The digital revolution

Since the 1960s, computing power and storage capacity have increased exponentially, largely as a result of MOSFET scaling which enables MOS transistor counts to increase at a rapid pace predicted by Moore's law. Personal computers and smartphones put the ability to access, modify, store and share digital media in the hands of billions of people. Many electronic devices, from digital cameras to drones have the ability to create, transmit and view digital media. Combined with the World Wide Web and the Internet, digital media has transformed 21st century society in a way that is frequently compared to the cultural, economic and social impact of the printing press. The change has been so rapid and so widespread that it has launched an economic transition from an industrial economy to an information-based economy, creating a new period in human history known as the Information Age or the digital revolution.
The transition has created some uncertainty about definitions. Digital media, new media, multimedia, and similar terms all have a relationship to both the engineering innovations and cultural impact of digital media. The blending of digital media with other media, and with cultural and social factors, is sometimes known as new media or "the new media." Similarly, digital media seems to demand a new set of communications skills, called transliteracy, media literacy, or digital literacy. These skills include not only the ability to read and write—traditional literacy—but the ability to navigate the Internet, evaluate sources, and create digital content. The idea that we are moving toward a fully digital, paperless society is accompanied by the fear that we may soon—or currently—be facing a digital dark age, in which older media are no longer accessible on modern devices or using modern methods of scholarship. Digital media has a significant, wide-ranging and complex effect on society and culture.
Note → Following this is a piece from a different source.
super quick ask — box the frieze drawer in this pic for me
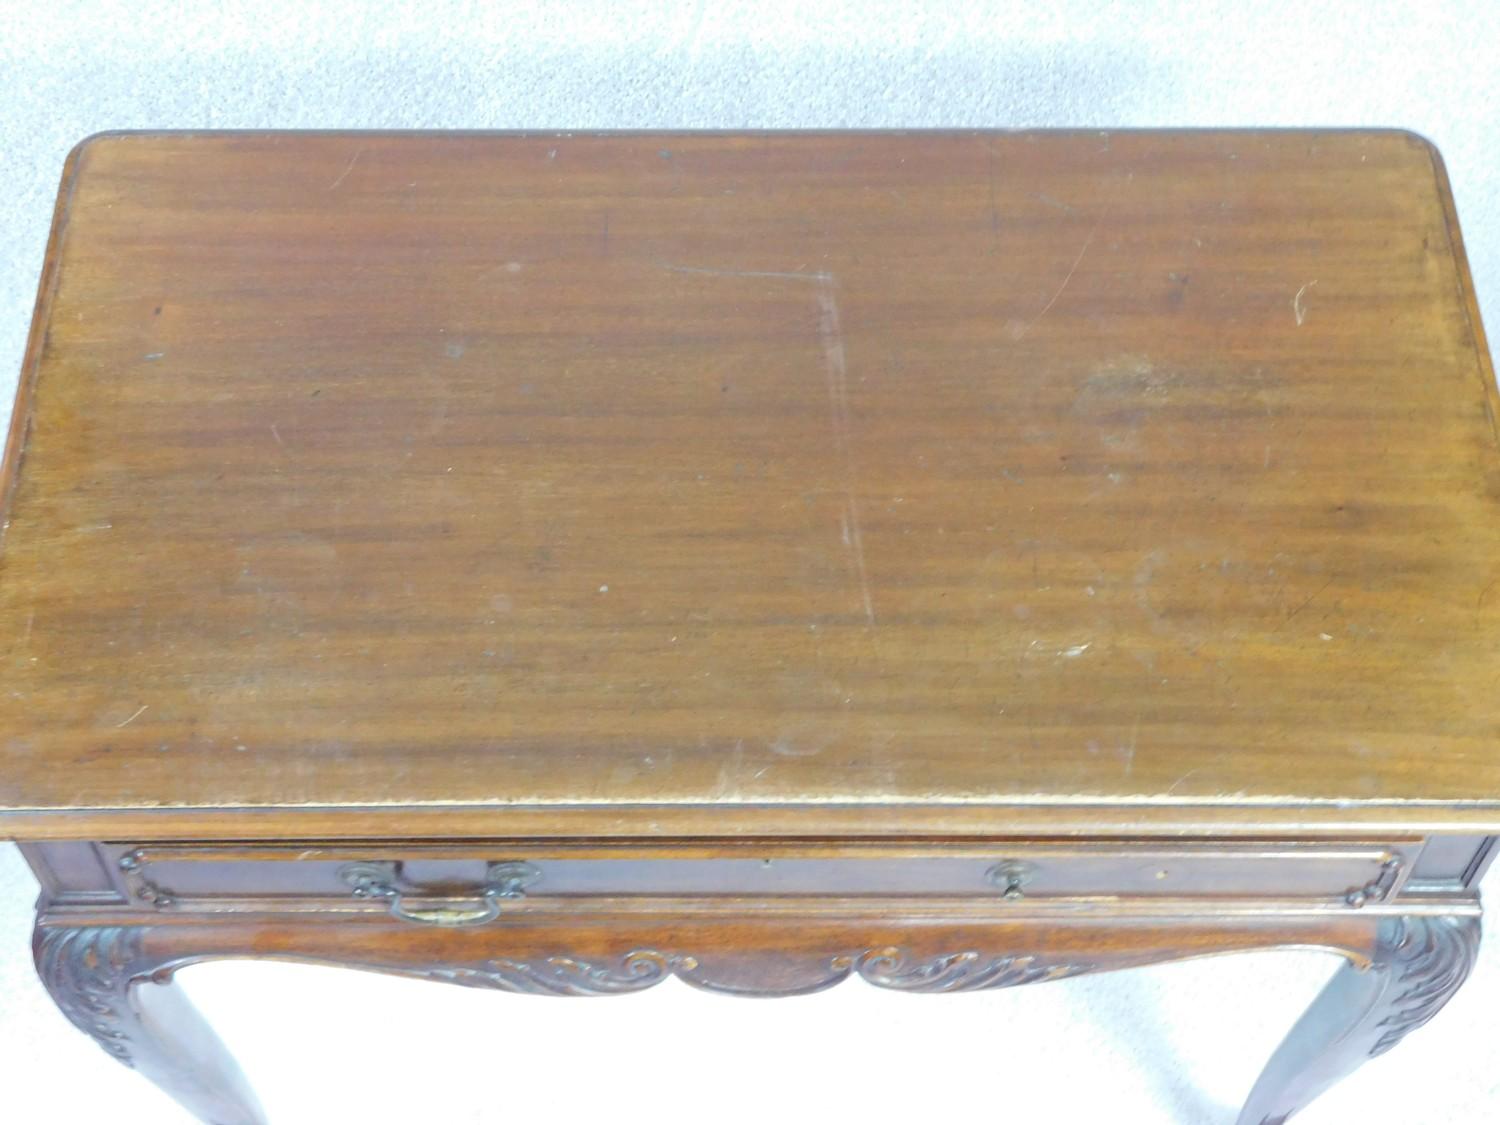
[96,841,1420,918]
A senior engineer at Motorola named Martin Cooper was the first person to make a phone call on April 3, 1973. He decided the first phone call should be to a rival telecommunications company saying "I'm speaking via a mobile phone". Ten years later, Motorola released the Motorola DynaTAC, the first commercially available mobile phone. In the early 1990s Nokia released the Nokia 1011, the first mass-produced mobile phone. The number of smartphone users has increased dramatically, as has the commercial landscape. Android and iOS dominate the smartphone market. A study by Gartner found that in 2016 about 88% of the worldwide smartphones were Android while iOS had a market share of about 12%. About 85% of the mobile market revenue came from mobile games.
The impact of the digital revolution can also be assessed by exploring the amount of worldwide mobile smart device users there are. This can be split into 2 categories; smart phone users and smart tablet users. Worldwide there are currently 2.32 billion smartphone users across the world. This figure is to exceed 2.87 billion by 2020. Smart tablet users reached a total of 1 billion in 2015, 15% of the world's population.
The statistics evidence the impact of digital media communications today. What is also of relevance is the fact that the number of smart device users is rising rapidly yet the amount of functional uses increase daily. A smartphone or tablet can be used for hundreds of daily needs. There are currently over 1 million apps on the Apple App store. These represent significant opportunities for digital marketing strategies. A smartphone user is impacted with digital advertising every second they open their Apple or Android device. This further evidences the digital revolution and the impact of revolution. This has resulted in a total of 13 billion dollars being paid out to the various app developers over the years. This growth has fueled the development of millions of software applications. Most of these apps are able to generate income via in app advertising. Gross revenue for 2020 is projected to be about $189 million.